But Chua said the sector could see some recovery and possibly bounce back into expansion territory in December, which could lead to a slight uptick in overall economic growth.
“Manufacturing should emerge from its recession this year, which will be a big plus to the overall economy,” he added.
The construction sector grew by 2.1 per cent year-on-year in the fourth quarter, slightly slower than the 2.4 per cent in the previous quarter, on the back of public sector construction activities.
The services-producing industries expanded 1.4 per cent, compared with 0.9 per cent in the third quarter, supported by the likes of the finance and insurance sector, as well as the business services sector.
Ling said the services and construction sectors are likely to be the bright spots for this year.
“The resilient domestic labour market, which contributes to consumer confidence and private consumption, coupled with public sector spending on infrastructure projects including education, health and social services, remain key supporting pillars for the Singapore economy,” she said.

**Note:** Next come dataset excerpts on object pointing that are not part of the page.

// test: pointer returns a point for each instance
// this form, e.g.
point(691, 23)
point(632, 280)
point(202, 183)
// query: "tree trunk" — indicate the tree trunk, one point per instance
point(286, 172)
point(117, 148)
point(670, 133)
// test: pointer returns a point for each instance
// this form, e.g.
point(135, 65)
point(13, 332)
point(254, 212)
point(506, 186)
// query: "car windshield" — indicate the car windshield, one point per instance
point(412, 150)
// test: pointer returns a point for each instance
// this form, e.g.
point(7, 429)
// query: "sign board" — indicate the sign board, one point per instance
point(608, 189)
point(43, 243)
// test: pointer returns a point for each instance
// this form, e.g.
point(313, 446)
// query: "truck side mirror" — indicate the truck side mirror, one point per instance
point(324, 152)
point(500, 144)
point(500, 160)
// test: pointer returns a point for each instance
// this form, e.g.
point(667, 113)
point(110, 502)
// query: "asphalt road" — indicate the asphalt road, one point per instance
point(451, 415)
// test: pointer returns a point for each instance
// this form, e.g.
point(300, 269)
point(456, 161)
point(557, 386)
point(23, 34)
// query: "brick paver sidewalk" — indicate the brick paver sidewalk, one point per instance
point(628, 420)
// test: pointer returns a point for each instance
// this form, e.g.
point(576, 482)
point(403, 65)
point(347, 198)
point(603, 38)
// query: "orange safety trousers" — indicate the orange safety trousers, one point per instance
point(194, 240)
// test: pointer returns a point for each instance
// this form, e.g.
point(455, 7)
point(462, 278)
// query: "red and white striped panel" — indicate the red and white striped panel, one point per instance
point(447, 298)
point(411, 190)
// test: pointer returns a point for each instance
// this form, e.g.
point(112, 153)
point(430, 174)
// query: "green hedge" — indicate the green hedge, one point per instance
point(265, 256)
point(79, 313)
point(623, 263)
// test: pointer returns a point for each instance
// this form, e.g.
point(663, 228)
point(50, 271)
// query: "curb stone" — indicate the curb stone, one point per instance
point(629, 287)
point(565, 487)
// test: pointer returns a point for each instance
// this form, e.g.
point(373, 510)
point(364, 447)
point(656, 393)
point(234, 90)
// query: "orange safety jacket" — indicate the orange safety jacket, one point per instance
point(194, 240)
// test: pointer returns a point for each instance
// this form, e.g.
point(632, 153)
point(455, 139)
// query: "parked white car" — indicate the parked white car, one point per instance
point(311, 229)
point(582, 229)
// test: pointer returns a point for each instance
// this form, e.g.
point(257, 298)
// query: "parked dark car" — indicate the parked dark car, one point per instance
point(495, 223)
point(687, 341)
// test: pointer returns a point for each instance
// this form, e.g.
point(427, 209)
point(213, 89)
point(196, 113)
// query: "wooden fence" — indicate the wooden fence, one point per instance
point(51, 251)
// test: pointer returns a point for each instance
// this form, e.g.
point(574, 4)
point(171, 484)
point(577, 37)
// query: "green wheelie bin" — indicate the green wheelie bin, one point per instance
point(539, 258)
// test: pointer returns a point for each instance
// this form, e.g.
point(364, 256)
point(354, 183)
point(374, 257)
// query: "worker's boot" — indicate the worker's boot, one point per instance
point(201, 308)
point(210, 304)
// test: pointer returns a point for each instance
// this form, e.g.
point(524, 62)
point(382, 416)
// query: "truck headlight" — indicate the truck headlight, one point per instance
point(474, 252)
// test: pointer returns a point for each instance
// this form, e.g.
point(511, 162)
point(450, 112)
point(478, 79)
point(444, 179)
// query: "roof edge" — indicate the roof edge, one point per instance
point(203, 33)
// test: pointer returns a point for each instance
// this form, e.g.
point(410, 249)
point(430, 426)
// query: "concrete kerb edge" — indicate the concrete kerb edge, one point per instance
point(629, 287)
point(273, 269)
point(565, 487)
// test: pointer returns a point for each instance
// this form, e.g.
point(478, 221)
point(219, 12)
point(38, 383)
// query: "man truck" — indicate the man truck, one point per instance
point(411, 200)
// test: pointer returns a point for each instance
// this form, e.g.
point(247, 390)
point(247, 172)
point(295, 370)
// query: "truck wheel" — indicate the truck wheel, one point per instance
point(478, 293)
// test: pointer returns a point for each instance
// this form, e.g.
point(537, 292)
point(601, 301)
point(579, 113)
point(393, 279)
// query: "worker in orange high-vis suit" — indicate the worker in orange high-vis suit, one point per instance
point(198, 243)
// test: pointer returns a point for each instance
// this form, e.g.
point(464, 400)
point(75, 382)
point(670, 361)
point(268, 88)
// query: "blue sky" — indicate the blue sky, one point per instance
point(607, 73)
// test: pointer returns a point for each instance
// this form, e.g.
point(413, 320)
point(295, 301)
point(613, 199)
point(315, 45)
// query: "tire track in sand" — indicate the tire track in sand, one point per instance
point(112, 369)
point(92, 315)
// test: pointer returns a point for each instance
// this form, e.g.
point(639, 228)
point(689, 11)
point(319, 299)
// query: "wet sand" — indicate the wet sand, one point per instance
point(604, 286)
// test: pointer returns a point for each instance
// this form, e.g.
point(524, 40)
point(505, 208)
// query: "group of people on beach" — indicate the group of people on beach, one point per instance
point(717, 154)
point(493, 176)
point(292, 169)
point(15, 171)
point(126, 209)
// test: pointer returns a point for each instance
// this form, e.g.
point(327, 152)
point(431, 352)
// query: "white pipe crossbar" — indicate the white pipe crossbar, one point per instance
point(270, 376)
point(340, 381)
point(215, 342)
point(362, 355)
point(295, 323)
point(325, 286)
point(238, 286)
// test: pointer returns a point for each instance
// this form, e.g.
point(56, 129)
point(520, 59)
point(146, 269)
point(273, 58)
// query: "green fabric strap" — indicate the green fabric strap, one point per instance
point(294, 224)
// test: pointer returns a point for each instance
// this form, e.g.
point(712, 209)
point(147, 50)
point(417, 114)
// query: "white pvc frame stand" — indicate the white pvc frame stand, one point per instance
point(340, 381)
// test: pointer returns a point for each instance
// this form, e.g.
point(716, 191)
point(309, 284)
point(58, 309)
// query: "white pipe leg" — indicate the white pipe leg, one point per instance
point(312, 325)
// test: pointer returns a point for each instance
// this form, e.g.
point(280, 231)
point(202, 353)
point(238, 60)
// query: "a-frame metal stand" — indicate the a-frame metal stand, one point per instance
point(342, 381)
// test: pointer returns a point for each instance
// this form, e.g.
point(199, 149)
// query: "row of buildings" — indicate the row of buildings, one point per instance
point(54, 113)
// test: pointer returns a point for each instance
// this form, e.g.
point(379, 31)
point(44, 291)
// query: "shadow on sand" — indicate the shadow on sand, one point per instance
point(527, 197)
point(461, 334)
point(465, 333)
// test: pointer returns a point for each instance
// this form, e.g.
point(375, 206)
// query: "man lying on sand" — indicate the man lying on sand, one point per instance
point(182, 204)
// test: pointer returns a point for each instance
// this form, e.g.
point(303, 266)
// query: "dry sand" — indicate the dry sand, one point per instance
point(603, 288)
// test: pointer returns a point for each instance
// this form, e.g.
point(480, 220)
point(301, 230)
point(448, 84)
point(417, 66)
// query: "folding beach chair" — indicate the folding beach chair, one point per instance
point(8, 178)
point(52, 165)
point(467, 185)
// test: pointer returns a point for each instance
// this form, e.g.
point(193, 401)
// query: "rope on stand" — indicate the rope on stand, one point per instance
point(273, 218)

“The 2020 growth prognosis remains attendant on the external risks and global economic environment, but the stars are aligning towards a more supportive recovery story,” Ling said, noting that phase one of the US-China deal will be signed later this month and recent policy measures announced by China to address its economic slowdown and other challenges.
“The US-China phase one trade deal has already provided some uplift to market sentiments,” she added, but cautioned that the overall impact of the trade negotiations will still be dependent on the later phases, and the trade agreement is likely to be a “protracted process” given how talks have progressed since 2018.
The MTI will release the final growth figures for the fourth quarter and the whole of 2019 – including performance by sectors, sources of growth, inflation, employment and productivity – in February.